Appendix 2. Unfinished Business: Shaping Afghanistan’s Future

In early March 2021 US Secretary of State Antony Blinken summarized ambitious new US proposals for Afghanistan’s near future in letters (52) and documents (53) shared with Afghanistan’s President Ghani and Chairman Abdullah. (54) (55) These documents outline in some detail (i) a possible roadmap to a permanent cease-fire, (ii) the structure of a temporary unity government, (iii) the principles of a new constitution, and (iv) a future permanent government structure.(56) In essence, they constituted a “shake-and-bake” peace settlement confected in Washington DC and reflecting its ongoing vision for Afghanistan. There’s little doubt that this eleventh-hour effort to gain substantial influence over the Kabul-Taliban negotiations would shape the Taliban’s reaction (57) to Biden’s eleventh-hour breach of the 2020 US-Taliban “Agreement for Bringing Peace to Afghanistan.”(58)

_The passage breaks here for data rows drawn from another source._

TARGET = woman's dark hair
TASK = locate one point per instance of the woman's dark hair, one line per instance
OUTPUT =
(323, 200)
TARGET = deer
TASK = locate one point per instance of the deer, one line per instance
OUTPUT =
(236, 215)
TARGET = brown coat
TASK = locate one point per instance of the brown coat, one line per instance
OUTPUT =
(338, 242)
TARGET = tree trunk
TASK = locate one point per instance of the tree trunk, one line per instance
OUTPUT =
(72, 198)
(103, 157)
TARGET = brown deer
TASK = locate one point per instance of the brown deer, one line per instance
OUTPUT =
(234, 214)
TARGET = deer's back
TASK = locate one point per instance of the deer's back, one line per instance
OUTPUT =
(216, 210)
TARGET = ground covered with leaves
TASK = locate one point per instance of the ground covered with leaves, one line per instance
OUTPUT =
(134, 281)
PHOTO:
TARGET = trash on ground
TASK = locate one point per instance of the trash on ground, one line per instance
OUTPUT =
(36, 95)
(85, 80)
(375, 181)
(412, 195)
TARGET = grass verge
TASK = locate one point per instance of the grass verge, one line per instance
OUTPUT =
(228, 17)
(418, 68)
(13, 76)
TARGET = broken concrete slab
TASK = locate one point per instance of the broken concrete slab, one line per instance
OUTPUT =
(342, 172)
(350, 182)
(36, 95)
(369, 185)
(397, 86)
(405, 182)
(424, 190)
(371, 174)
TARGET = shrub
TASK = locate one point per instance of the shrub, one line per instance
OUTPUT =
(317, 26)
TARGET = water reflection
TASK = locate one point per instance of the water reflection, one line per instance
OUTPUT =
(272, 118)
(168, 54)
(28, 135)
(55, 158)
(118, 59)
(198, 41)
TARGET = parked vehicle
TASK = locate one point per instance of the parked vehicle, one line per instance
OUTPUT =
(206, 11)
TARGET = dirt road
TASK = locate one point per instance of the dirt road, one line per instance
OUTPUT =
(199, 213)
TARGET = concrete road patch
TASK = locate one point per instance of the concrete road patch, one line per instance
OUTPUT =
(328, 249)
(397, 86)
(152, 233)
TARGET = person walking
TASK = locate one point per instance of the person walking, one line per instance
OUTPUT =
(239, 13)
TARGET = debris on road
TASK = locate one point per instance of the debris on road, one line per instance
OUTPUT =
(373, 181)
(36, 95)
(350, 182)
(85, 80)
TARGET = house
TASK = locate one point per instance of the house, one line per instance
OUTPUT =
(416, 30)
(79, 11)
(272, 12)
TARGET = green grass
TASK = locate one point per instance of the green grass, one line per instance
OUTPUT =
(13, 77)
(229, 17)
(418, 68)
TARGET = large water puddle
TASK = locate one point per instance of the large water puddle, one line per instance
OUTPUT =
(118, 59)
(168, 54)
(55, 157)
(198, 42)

For the immediate future the United States had prepared “a revised 90-day Reduction-in Violence, which is intended to prevent a Spring Offensive by the Taliban.”(59) Blinken also asked the UN to convene a meeting of representatives from Russia, China, Pakistan, Iran, India, and the United States to discuss a joint approach to shaping a new order in Afghanistan.(60) Similarly, the USA has pushed to accelerate settlement negotiations between the Kabul and the Taliban. To this end, the UN, USA, Turkey, and Qatar proposed a session to be held April 24 in Istanbul, but this had to be postponed due to the Taliban’s refusal to attend such summits until foreign troops leave the country, as promised. (61) (62)

The Taliban see these machinations as an effort to overturn the 2020 agreement, strengthen the political and military position of Kabul, and revive some elements of earlier Western nation-building plans. Washington had hoped to significantly advance this program before the end of the revised troop withdrawal schedule. Should the Kabul government and a varied assembly of world powers coalesce around Blinken’s proposals, international pressure on the Taliban might intensify. But there is no good reason to believe that this imperious approach would succeed now anymore than before. It could, however, prolong the conflict and America’s involvement in it.

* “The Fog at the End or the Tunnel” is a paraphrase of “Light at the End of the Tunnel,” which was a statement commonly used by US government officials during the Vietnam War era to argue that the end of the war or a turning point in the war was coming into sight, even if not immediately obvious.